Le cadre juridique de la protection des mineurs dans les médias s’est considérablement assoupli depuis une trentaine d’années. Même si l’Etat a conservé un rôle important dans le contrôle des médias en particulier des médias traditionnels (radio, télévision, cinéma). Il accorde une place plus grande à la négociation avec les acteurs et sollicite de leur part de plus en plus d’autorégulation.

Les mesures de protection de l’enfance et de l’adolescence se sont progressivement détachées des considérations politiques ou morales qui les caractérisaient encore dans les années 1960-70, elles sont davantage inspirées par les connaissances pratiques et théoriques disponibles en matière de développement de l’enfant. En ce sens, elles se sont dépolitisées et technicisées. Mais l’ampleur des modifications du cœur du modèle de « censure » reste voilée par le maintien de procédures anachroniques comme la tutelle du Ministère de la Culture. Le pouvoir politique reste cependant un acteur déterminant dans la construction du cadre de la régulation.

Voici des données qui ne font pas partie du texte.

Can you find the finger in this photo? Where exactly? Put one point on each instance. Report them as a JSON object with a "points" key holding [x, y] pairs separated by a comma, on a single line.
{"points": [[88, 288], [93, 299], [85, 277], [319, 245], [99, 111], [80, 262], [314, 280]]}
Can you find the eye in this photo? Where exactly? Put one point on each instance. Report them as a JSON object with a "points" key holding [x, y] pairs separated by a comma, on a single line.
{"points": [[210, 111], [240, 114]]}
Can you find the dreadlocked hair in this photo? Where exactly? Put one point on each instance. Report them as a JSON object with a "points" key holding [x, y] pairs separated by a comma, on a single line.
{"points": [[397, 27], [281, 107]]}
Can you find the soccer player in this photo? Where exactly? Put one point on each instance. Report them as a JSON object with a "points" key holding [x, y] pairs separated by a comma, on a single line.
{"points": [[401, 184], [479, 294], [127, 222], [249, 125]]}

Les professionnels des médias ont développé des formes particulières de résistance aux exigences de la protection des mineurs, tout en reconnaissant généralement la légitimité de son objet. Son respect est en effet pour eux une obligation juridique et ils sont associés à sa mise en place concrète (décisions de classification pour les chaînes de télévision, comme pour les professionnels du cinéma). Leur opposition se manifeste donc plus souvent par un brouillage communicationnel ou par une mise en retrait que par une contestation directe, sauf dans le cas des radios jeunes.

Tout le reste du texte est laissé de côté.